[CUDA] GEMM 파헤치기 - 2

Arithmetic Intensity (AI)

Arithmetic intensity, 산술강도는 연산량/메모리량, ops/byte(mem) 으로 나타낸다. 즉 AI가 높을수록 동일한 메모리로 더 많은 연산을 할 수 있음을 의미한다. 이전 챕터에서는 SRAM (Shared memory of CUDA), 1d tiling 을 활용해서 성능을 끌어올렸다. 한개의 스레드에서 아래와 같이 여러개의 결과를 만들어낸다. 살펴본 경우와 더불어 확장된 알고리즘의 AI를 생각해보자.

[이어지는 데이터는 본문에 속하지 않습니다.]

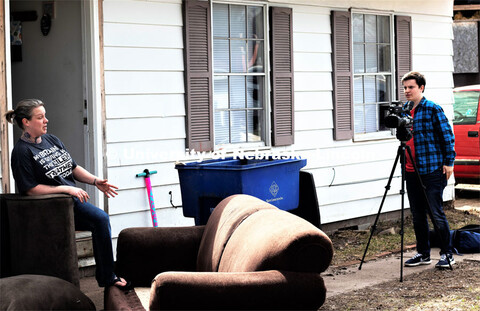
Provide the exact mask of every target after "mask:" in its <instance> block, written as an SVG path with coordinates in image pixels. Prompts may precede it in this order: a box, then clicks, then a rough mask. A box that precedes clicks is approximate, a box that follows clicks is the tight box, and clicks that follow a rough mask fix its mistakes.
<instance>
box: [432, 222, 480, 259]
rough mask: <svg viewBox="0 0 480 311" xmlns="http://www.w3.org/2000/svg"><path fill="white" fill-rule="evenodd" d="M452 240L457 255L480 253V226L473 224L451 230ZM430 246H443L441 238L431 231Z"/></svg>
mask: <svg viewBox="0 0 480 311" xmlns="http://www.w3.org/2000/svg"><path fill="white" fill-rule="evenodd" d="M450 240H451V241H452V246H453V248H454V249H455V250H456V251H457V253H467V254H471V253H480V225H474V224H472V225H466V226H464V227H462V228H460V229H457V230H450ZM430 246H431V247H440V246H441V243H440V238H439V237H438V235H437V234H436V232H435V231H430Z"/></svg>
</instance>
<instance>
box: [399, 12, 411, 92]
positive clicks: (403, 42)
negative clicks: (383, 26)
mask: <svg viewBox="0 0 480 311" xmlns="http://www.w3.org/2000/svg"><path fill="white" fill-rule="evenodd" d="M395 38H396V42H395V51H396V53H395V62H396V71H397V99H398V100H401V101H403V102H405V101H406V100H407V98H406V97H405V94H404V92H403V91H402V90H403V87H402V77H403V75H404V74H406V73H408V72H410V71H411V70H412V18H411V17H410V16H400V15H397V16H395Z"/></svg>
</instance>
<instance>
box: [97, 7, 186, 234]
mask: <svg viewBox="0 0 480 311" xmlns="http://www.w3.org/2000/svg"><path fill="white" fill-rule="evenodd" d="M181 7H182V3H181V1H115V0H106V1H104V3H103V12H104V16H103V18H104V45H105V48H104V55H105V57H104V69H105V102H106V129H107V130H106V142H107V167H108V177H109V180H110V181H111V182H112V183H114V184H116V185H118V187H119V188H120V191H119V195H118V197H116V198H115V199H110V200H109V203H108V207H109V213H110V217H111V224H112V235H113V237H114V239H115V238H116V237H117V236H118V233H119V232H120V231H121V230H122V229H123V228H127V227H134V226H151V225H152V221H151V217H150V212H149V205H148V200H147V196H146V190H145V183H144V179H143V178H137V177H135V174H137V173H141V172H142V171H143V170H144V169H149V170H156V171H158V174H155V175H152V177H151V182H152V186H153V192H154V198H155V206H156V208H157V218H158V223H159V225H160V226H178V225H191V224H193V220H192V219H190V218H185V217H183V215H182V209H181V208H177V209H174V208H169V207H170V206H171V205H170V196H169V192H170V191H171V192H172V194H173V203H174V204H175V205H177V206H179V205H181V198H180V188H179V184H178V176H177V172H176V170H175V169H174V162H175V160H176V156H175V154H179V153H180V154H182V153H184V152H185V150H184V148H185V108H184V96H183V94H184V91H185V90H184V83H183V39H182V24H183V22H182V9H181Z"/></svg>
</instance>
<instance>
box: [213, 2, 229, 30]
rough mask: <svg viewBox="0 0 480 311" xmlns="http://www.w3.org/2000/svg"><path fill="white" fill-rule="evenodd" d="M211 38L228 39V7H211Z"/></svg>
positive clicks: (215, 4)
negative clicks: (224, 38) (212, 8)
mask: <svg viewBox="0 0 480 311" xmlns="http://www.w3.org/2000/svg"><path fill="white" fill-rule="evenodd" d="M213 36H214V37H222V38H228V5H226V4H218V3H215V4H214V5H213Z"/></svg>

앞서 살펴본 커널에서, 한개의 결과만 만들어내는 경우는 17 load 가 필요하다. 반면 1d tiling을 하는것만으로도 11 load 로 줄어들게 되는데, 2d tiling을 하게 되면 9 load로 그보다 더 줄어든다. 이는 GEMM 연산의 특징으로 메모리를 재사용하는 방향으로 최적화를 더 진행해야됨을 알 수 있다.

4. SRAM 2d tilling

2d tiling이 더욱 효과적인 것을 알았으니 이제 구현해보자. TN 변수를 추가해서 loop를 확장한다.

  int totalResultsBlocktile = BM * BN;  // 128*128=16384
  int numThreadsBlocktile = totalResultsBlocktile / (TM * TN);  // 16384/(8*8)=256
  int strideA = numThreadsBlocktile / BK;  // 256/8=32

  for (int bkIdx = 0; bkIdx < K; bkIdx += BK) {
    for (int offset = 0; offset < BM; offset += strideA) {
      A_shared[(innerRowA + offset) * BK + innerColA] =
          A[(innerRowA + offset) * K + innerColA];
    }
    for (int offset = 0; offset < BK; offset += strideB) {
      B_shared[(innerRowB + offset) * BN + innerColB] =
          B[(innerRowB + offset) * N + innerColB];
    }
    __syncthreads();

    A += BK;
    B += BK * N;

    for (int dotIdx = 0; dotIdx < BK; dotIdx++) {
      for (int i = 0; i < TM; i++) {
        regM[i] = A_shared[(threadRow * TM + i) * BK + dotIdx];
      }
      for (int i = 0; i < TN; i++) {
        regN[i] = B_shared[dotIdx * BN + threadCol * TN + i];
      }
      for (int resIdxM = 0; resIdxM < TM; resIdxM++) {
        for (int resIdxN = 0; resIdxN < TN; resIdxN++) {
          threadResults[resIdxM * TN + resIdxN] +=
              regM[resIdxM] * regN[resIdxN];
        }
      }
    }
    __syncthreads();
  }

BM=BN=128, BK=TM=TN=8로 아래와 같이 커널을 실행시킨다. 한 블록당 스레드는 256개이다.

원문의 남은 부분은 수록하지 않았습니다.